As a teacher of 20 vibrant, curious and, yes, often challenging fourth graders at Montello Elementary School in Lewiston, I constantly search for ways to improve my students’ learning experiences and to understand what will best help them succeed.
So, like many teachers around the state, as I began hearing about the new Smarter Balanced Tests (or MEA) that we are required to give our students this spring, I wanted to know how it would help me with the daily task of getting 20 learners to grow their hearts and minds in meaningful ways.
Here is a brief summary of what I have discovered.
First, no matter what my students and I do, statistics have already shown that my students will likely fall below proficient on this test. In the field test given a year ago, 91 percent of English Language Learners and nearly 80 percent of low-income students did not meet proficient. My class is comprised of 40 percent English Language Learners and nearly 100 percent are low-income.
Because new state legislation (required by the federal government if we are to keep valuable sources of funding) has already passed that will link my students’ results to my professional evaluation, this does not bode well for me or for my colleagues. School “grades” are suspended for one year because we do not yet have baseline data for those tests, but it does not take a statistician to predict that schools such as mine, with high levels of poverty and English Language Learners, will not look particularly good to the public once results are released in 2016.

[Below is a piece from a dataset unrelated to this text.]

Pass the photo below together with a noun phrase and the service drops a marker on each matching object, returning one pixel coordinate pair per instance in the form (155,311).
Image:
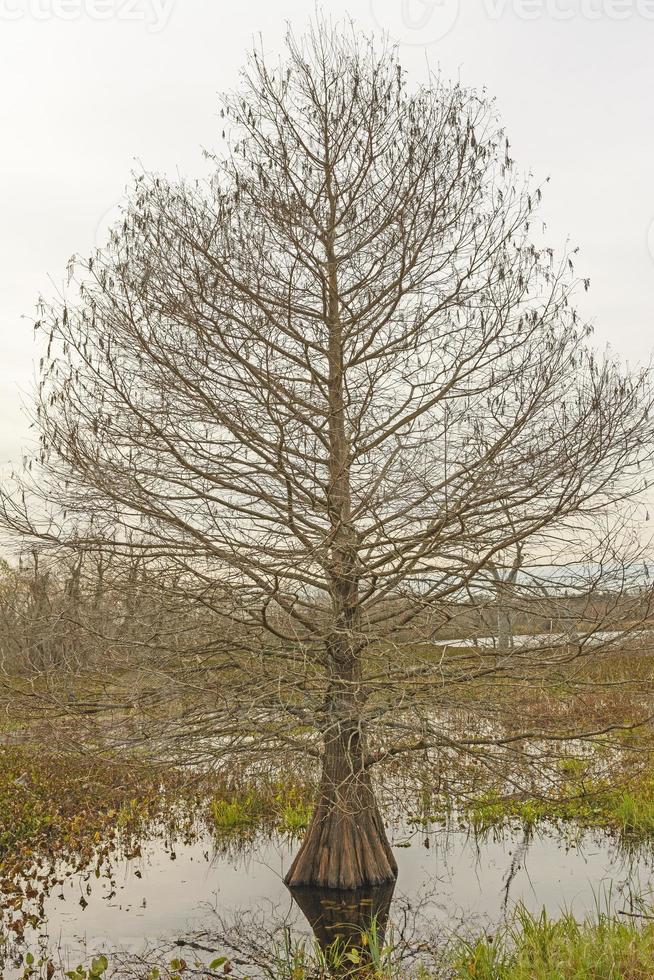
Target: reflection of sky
(460,881)
(83,98)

Second, “assessment experts” (which seem to be primarily business consultants) within major, for-profit corporations such as McGraw-Hill and ETS were at the forefront of developing those tests.
Throughout the process, some teachers were asked for “input” (I was not one of them and I don’t know any teachers who were), but I have found it impossible to discern in what way this input was actually applied. Instead, a number of math and literacy experts have said publicly that many test items are far above grade level and are developmentally inappropriate. It is unclear why their advice was not heeded.
Meanwhile, billionaires, including Bill Gates and Rupert Murdoch, have spoken publicly about the wonderful potential those tests have to grow the education market.
Third, I will not be able to see the test as my students take it. I will not be allowed to look at their scrap paper. I will not even be able to talk with my colleagues about the test – before, during, or after. These are all provisions outlined in a lengthy security agreement that all teachers are required to sign prior to administering the test.
So, how will a test that, by its design, is likely to show that my students are failing, that was developed by “assessment experts” rather than teachers, that will no doubt funnel a tremendous amount of taxpayer money to wealthy corporate shareholders and away from our classrooms, and that I won’t be able to see or discuss it with my colleagues (let alone my students!) help me in my mission to improve the quality of education I offer my students each day?
It will not.
To the contrary, for at least 10 hours (maybe more, as I am required to provide unlimited time for my students to complete the test), this test will prevent me from offering my students the valuable instruction and learning experiences they deserve.
For a handful of students, it may even take us a few steps backward, as it takes work to regain some children’s confidence and sense of control of their own learning once they have taken disempowering tests like these.
My students and I will tough it out because we must, but as soon as it’s over, we’ll get back to doing the real, gritty, exhausting and inspiring work that happens in public schools each day.
Emily Talmage is in her third year of teaching at Montello Elementary School. Previously, she spent four years teaching special education in New York City. She has a master of science degree in urban education and a master of arts degree in developmental psychology.